Barker coasted in at the back of an eight second split in the peloton but with almost two minutes advantage going into the final stage, the Welsh Olympic champion’s final margin of victory was a comfortable 1m47s.
Second overall was Alexandra Nessman (Team Crescent DARE), her podium finish founded on a battling ride to second on Mount Leinster.
Third overall was Natalie Grinczer (Team WNT), a single second behind Nessmar at the conclusion of six stages and over 400km of racing.
The British national team controlled the pace on the run in to Kilkenny at the end of 85 km with the pink An Post leader’s jersey of Barker prominent on the front as they chased down an early group of three riders.
Noumié Abgrall (Team Breizh) had forged ahead after Inistioge at the halfway point and she was joined by Dutch riders Angelique Wammes Bouman (WV Breda) and Femke Geeris (Maaslandster Veris CCN).
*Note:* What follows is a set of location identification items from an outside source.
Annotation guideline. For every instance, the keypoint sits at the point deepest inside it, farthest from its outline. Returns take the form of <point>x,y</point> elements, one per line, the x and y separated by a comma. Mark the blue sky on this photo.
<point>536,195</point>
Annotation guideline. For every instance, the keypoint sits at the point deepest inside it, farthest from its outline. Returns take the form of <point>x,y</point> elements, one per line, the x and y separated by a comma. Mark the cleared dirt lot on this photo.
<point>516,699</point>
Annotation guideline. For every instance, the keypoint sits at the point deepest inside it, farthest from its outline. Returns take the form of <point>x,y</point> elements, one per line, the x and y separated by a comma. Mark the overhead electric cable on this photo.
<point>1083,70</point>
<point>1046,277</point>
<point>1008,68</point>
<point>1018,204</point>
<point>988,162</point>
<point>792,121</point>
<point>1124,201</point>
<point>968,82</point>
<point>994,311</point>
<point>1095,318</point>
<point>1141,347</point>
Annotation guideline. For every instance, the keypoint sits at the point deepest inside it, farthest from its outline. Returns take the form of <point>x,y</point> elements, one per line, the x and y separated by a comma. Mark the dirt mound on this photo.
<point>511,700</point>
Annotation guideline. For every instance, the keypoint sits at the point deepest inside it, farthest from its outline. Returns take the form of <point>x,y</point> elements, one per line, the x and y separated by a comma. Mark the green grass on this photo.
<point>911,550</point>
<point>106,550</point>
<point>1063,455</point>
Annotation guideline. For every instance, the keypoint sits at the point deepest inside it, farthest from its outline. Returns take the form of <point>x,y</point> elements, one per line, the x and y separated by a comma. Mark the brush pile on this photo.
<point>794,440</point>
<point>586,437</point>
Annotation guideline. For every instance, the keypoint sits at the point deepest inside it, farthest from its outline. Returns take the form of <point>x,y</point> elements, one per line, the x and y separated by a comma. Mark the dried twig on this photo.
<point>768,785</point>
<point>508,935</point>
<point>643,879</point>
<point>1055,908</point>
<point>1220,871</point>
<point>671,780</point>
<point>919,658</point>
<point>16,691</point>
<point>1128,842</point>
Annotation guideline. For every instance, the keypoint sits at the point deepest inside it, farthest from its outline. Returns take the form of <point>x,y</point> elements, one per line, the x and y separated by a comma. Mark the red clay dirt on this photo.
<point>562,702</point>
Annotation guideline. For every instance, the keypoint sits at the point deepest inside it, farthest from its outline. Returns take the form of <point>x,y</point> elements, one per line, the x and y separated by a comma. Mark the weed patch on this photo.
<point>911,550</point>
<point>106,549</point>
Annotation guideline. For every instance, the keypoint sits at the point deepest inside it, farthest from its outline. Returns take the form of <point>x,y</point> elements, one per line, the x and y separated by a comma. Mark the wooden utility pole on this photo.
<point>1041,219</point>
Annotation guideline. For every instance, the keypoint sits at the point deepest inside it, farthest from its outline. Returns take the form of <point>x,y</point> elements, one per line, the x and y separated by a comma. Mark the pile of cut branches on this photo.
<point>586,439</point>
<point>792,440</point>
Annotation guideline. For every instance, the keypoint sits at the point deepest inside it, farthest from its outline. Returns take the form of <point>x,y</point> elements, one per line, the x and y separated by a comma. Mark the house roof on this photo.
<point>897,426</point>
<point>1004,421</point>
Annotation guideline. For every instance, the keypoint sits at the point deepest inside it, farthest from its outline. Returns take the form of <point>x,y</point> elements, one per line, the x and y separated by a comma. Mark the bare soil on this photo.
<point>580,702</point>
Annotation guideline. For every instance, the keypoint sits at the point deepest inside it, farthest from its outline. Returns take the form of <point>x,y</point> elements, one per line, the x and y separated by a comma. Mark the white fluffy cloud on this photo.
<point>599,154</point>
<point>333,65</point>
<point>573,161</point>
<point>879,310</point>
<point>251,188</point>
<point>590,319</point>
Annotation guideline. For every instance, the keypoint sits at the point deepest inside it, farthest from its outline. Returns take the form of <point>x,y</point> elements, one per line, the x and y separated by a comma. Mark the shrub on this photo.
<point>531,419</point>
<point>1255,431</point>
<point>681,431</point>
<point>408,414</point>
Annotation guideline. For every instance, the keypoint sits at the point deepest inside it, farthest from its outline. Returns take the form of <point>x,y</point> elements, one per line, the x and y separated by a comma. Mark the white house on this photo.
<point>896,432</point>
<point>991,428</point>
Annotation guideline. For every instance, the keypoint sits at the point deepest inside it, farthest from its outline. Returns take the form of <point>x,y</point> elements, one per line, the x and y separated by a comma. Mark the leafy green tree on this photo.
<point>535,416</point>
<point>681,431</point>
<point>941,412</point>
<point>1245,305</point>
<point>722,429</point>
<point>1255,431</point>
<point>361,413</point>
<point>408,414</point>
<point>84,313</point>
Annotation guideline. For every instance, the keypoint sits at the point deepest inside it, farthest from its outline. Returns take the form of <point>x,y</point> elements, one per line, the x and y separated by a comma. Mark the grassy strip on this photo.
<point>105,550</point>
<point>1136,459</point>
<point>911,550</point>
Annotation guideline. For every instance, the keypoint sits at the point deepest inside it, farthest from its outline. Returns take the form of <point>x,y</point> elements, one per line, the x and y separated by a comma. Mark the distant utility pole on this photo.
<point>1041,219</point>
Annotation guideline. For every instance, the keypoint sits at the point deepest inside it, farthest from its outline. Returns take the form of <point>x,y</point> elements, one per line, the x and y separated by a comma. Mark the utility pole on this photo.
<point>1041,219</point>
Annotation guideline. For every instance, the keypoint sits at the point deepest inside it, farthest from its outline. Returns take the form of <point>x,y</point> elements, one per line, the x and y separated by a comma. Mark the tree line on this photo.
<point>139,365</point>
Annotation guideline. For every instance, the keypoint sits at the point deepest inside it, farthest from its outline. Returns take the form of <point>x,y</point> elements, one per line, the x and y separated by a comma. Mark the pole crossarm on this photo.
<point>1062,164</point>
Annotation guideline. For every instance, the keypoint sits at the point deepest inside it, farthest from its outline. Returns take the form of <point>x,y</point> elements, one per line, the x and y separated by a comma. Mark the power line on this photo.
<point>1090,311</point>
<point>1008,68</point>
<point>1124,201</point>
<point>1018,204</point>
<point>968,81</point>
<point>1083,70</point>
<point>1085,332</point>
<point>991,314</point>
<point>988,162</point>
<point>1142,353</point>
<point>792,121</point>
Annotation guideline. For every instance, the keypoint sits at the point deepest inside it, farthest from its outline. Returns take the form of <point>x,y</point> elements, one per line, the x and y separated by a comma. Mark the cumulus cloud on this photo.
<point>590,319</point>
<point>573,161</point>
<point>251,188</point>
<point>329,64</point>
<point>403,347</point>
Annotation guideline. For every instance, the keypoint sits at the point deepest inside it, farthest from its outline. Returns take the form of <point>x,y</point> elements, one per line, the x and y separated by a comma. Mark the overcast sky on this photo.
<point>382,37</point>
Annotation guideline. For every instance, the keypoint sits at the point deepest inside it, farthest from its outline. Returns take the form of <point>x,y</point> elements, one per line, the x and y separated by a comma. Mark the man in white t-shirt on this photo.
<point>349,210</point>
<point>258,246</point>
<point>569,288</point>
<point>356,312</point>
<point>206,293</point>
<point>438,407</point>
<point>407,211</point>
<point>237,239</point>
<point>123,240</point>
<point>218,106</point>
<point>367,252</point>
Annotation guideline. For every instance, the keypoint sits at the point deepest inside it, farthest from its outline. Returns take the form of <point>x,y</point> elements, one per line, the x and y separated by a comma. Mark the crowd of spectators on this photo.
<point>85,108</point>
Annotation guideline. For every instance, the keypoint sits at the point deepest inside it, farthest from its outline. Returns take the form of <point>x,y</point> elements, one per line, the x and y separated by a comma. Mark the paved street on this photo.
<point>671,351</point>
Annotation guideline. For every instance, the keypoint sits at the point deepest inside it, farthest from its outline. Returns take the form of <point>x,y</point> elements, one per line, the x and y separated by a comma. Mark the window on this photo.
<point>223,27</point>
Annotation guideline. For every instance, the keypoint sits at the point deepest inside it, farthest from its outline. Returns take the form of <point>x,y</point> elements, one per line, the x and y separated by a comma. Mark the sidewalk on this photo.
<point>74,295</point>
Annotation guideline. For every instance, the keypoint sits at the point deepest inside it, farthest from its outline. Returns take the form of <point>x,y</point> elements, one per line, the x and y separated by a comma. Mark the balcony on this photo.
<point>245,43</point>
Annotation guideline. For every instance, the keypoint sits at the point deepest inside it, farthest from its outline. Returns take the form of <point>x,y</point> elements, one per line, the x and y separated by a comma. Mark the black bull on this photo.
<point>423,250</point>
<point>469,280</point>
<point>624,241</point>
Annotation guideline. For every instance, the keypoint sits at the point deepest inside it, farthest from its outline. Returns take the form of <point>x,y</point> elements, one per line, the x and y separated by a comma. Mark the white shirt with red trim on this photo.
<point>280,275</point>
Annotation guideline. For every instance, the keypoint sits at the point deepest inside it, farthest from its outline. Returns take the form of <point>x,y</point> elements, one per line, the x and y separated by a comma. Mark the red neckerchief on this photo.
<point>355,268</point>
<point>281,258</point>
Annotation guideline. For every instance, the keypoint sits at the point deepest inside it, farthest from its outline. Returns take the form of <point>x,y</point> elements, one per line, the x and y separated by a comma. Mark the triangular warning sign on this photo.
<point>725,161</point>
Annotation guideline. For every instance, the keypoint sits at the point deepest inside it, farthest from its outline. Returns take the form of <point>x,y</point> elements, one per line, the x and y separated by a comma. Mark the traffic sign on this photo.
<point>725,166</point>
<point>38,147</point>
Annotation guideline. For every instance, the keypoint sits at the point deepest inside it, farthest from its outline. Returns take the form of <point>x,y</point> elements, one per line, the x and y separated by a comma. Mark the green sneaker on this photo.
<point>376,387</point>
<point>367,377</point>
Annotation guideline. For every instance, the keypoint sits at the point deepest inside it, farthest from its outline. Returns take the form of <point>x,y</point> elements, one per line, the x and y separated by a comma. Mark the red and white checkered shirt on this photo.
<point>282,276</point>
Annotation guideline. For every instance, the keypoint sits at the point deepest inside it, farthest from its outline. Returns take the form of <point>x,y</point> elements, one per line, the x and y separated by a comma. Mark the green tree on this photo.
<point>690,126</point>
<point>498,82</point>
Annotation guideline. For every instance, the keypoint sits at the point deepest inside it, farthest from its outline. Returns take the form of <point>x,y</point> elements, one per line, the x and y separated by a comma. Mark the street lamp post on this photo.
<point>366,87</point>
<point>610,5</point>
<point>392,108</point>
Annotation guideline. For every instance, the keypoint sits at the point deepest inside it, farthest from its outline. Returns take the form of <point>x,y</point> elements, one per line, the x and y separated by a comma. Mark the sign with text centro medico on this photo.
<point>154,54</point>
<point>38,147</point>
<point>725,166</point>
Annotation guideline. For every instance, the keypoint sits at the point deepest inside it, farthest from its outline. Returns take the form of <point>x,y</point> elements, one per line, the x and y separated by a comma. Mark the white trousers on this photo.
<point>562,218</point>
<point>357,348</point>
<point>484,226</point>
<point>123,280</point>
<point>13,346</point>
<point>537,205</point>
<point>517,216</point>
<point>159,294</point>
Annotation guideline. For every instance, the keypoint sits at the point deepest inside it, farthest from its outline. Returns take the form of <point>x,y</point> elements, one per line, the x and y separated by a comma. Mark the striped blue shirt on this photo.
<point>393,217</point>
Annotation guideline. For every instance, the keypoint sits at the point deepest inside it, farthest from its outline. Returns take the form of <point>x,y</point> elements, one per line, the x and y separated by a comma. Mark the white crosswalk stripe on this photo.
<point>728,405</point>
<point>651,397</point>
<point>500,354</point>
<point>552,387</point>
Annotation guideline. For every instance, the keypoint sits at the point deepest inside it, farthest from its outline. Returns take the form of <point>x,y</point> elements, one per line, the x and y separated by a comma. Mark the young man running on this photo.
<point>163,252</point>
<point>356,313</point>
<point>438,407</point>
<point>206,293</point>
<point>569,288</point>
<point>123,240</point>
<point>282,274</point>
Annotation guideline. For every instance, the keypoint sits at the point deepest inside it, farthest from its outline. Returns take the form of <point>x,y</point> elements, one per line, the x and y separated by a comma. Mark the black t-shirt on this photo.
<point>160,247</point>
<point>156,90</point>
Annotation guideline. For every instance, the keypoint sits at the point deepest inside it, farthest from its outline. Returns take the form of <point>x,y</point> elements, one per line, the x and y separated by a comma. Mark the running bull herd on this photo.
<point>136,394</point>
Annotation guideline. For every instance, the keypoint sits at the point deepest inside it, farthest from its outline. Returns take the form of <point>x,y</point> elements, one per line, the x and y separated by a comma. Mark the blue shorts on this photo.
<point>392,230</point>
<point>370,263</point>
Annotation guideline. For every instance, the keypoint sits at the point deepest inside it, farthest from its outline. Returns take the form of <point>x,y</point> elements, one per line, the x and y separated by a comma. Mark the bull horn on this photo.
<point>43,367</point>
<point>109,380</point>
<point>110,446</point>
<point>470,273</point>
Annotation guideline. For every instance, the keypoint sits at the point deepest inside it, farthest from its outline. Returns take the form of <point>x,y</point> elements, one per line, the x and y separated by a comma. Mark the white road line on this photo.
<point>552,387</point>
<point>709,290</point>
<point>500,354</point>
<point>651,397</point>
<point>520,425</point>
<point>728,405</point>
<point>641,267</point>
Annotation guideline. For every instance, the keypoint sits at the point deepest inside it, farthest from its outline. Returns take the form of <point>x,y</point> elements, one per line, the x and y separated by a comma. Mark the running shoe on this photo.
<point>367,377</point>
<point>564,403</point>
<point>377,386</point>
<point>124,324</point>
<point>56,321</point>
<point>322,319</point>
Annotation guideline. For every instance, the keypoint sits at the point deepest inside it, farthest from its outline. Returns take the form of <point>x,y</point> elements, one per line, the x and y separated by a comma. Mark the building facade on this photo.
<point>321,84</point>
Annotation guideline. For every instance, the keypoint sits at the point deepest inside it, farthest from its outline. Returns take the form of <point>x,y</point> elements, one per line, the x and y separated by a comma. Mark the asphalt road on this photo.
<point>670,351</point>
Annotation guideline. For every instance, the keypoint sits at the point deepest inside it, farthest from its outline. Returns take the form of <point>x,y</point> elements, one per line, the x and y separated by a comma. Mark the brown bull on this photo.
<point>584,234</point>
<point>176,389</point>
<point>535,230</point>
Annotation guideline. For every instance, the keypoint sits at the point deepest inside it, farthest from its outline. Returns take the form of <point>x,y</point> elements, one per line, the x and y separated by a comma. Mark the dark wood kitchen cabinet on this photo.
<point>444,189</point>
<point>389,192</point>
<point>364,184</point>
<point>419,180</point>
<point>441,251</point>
The trio opened up a maximum advantage of 1m22s before the Great Britain line-up, with the assistance of Lydia Boylan’s WNT team among others.
With a number of riders coming back to the lead group inside the final 20km following the inevitable splits on Inistioge, the increased impetus of the larger group carried the peloton across to the three leaders with just over 10km to go.
The scene was set for a bunch finish as the riders raced through the heart of Kilkenny and up the Medieval Mile. The heavens opened within minutes of the final sprint and through the gloom emerged Barnes at the head of the pack to back up her stage two success in Castlecomer.
Behind her, and at the tail of the field, Barker acknowledged the large crowd in front of Kilkenny Castle as she made it mission accomplished on a potentially treacherous final stage.
Earlier Barker had led the field over the final IVCA Wicklow 200 Queen of the Hills climb to confirm her victory in the climber’s classification.
“We were looking to look after the jerseys we already had so a stage win was a pretty big bonus from that,” said Barker afterwards.
“I lost a jersey to Alice which I’m a little bit gutted about,” she joked, “but to keep it in the team is pretty good.
“The race has been really, really well organised and it’s just made it quite a nice, easy race to be at, I suppose. The weather’s been pretty good.
“Today was a little bit grim in the last 20-30km and right at the start but I can’t complain really. We expected it to be like that all week so we’ve got quite lucky.
“It was always the plan to try and work in the last 10k and it just so happened that there was something that we really did need to chase down.
“It was more about making sure that nothing else went off and that there was nobody that had fresh legs who could get off the front and get a gap in the last 10k.”
Mel Lowther made it three jersey classification wins for Team GB as she scooped the Womens Cycling Ireland Young Rider Classification and Team GB were the top team, along with the tireless help of Becky Raybould.
Eve McCrystal (Garda CC) was safely in the main bunch and rubber-stamped her week-long lead in the Kilkenny County Council Best Irish rider classification with 11th on the stage and a career-best fifth overall.
The day concluded with a presentation to Aileen Mooney of An Post to mark the conclusion of the national postal carrier’s seven-year association with race.